Extracting Text from files

Shawn · Post by **Shawn** » Wed Feb 24, 2010 5:10 pm

How would I be able to have a starting point and ending point and grab all in beetween? Example : <noscript> Wanted Information </noscript> ...

Thanks again for making such a great program.

Shawn · Post by **Shawn** » Fri Feb 26, 2010 2:30 am

Well I'm guessing this is something that can't be done with Text Crawler I'll try to find a different solution / program I have over 1,000,000 files to deal with... I'll try with a macro recorder...

Good Day to you all...

dv2 · Post by **dv2** » Fri Feb 26, 2010 9:09 am

You can do this with TC - sorry for the slow response!

In 'Regular expressions' mode try
<noscript>[\s\S]*</noscript>

Then 'extract'. This will grab everything between (and including) the tags. You can always remove the tags afterwards with another search/replace op.

Shawn · Post by **Shawn** » Fri Feb 26, 2010 10:46 am

My Appologies for my impatience I just wanted to get the files done as soon as possible due that the data we're recipes going to be used for a community kitchen program (To get people to eat different meals without busting a budjet)

Thanks again.

Fool4UAnyway · Post by **Fool4UAnyway** » Fri Feb 26, 2010 11:26 pm

A non-regex solution (for the macro) could be like this:

1. Search for the opening tag and put a linebreak character _before_ it.
2. Search for the closing tag.
3. Remove any linebreak characters between the two tags.

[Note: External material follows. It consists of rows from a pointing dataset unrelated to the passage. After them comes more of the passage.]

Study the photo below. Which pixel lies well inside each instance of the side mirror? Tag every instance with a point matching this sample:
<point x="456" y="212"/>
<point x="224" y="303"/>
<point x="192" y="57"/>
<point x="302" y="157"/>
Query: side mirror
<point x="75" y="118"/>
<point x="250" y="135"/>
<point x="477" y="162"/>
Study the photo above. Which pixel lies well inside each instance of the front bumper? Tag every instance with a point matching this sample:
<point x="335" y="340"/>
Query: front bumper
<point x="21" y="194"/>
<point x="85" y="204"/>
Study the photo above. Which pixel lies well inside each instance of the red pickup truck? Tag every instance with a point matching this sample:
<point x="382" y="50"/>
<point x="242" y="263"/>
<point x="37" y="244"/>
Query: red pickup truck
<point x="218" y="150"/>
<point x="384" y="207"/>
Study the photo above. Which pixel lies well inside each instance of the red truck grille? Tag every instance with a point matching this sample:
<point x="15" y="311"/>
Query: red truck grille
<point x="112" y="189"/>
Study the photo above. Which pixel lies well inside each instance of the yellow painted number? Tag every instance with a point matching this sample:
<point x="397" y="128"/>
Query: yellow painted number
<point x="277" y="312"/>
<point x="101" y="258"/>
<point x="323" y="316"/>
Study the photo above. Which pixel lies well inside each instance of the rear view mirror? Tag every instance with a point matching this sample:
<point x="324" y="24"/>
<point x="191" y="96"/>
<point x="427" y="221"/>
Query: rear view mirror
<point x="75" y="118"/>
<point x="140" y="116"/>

Perform a replace on a selection from the closing tag to the opening tag.
4. Add a linebreak character _after_ the closing tag.

Now, all wanted information should be on individual lines, starting with the opening tag and ending with the closing tag.

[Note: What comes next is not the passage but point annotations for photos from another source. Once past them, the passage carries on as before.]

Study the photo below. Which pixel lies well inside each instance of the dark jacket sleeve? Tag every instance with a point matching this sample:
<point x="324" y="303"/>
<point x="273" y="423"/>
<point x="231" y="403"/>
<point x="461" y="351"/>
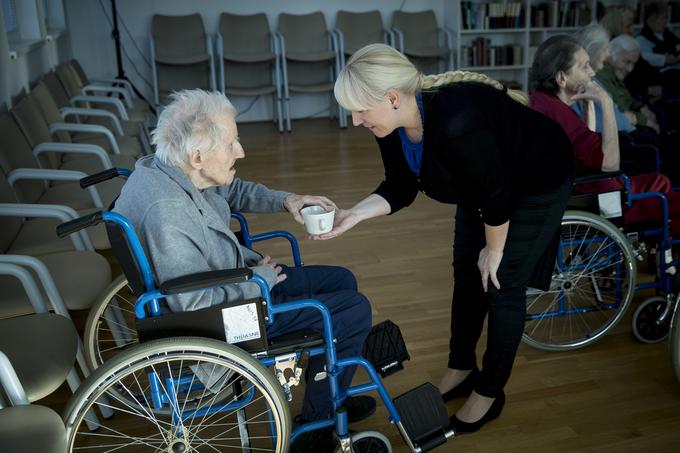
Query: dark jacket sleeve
<point x="484" y="174"/>
<point x="400" y="186"/>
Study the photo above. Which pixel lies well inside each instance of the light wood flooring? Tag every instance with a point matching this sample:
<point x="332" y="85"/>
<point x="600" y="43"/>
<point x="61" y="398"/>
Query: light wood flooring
<point x="614" y="396"/>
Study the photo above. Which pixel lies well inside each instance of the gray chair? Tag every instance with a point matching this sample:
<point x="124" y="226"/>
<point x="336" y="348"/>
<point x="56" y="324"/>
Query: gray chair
<point x="356" y="30"/>
<point x="310" y="59"/>
<point x="418" y="37"/>
<point x="181" y="54"/>
<point x="248" y="56"/>
<point x="26" y="427"/>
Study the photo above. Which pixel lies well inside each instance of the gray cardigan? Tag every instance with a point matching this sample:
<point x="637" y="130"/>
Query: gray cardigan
<point x="184" y="230"/>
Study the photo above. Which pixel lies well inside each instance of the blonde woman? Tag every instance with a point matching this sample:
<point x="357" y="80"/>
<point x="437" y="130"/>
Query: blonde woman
<point x="462" y="138"/>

5. Sort the lines (hey, there are a million...)
6. Keep the lines starting with the opening tag. They are sorted then.

If you do not want the lines to be sorted, you could perform a regex replace emptying all lines that do not contain the noscript tag.

Shawn · Post by **Shawn** » Sun Feb 28, 2010 12:19 am

@Fool4UAnyway

Thanks for the Macro tip however placing all the items on one line wouldn't work with this table as the items are all in order I just had WAY too many junk lines in the files due to crappy exportation in the first place.

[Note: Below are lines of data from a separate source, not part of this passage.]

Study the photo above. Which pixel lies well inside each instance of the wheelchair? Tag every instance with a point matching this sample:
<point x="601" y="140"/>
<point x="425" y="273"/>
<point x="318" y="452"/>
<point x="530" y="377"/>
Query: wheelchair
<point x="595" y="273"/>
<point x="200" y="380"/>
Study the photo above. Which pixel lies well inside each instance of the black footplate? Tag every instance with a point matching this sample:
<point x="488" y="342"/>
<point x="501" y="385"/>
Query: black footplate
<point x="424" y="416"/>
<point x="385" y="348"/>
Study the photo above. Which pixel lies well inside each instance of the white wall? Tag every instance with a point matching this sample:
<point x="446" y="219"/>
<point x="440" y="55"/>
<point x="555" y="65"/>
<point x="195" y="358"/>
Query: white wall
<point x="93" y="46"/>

P.S: The Database is done.. Thank you all for your time.

Ray · Post by **Ray** » Sun Apr 17, 2011 12:39 am

I'm using TC 2.0. I've got a bunch of ANSI text files that all begin with "FROM: [username]," where username varies. For example, one is an email whose first line is "FROM: Joe." I want to extract just the username. When I use "FROM: [\s\S]*\n" in Regular Expression mode and then click Find, it highlights the entire contents of the file in yellow. Isn't \n the right way to indicate that I want everything up to the next newline? Same thing if I use \r instead. ... Looks like a great program, my first time using ... wish me luck!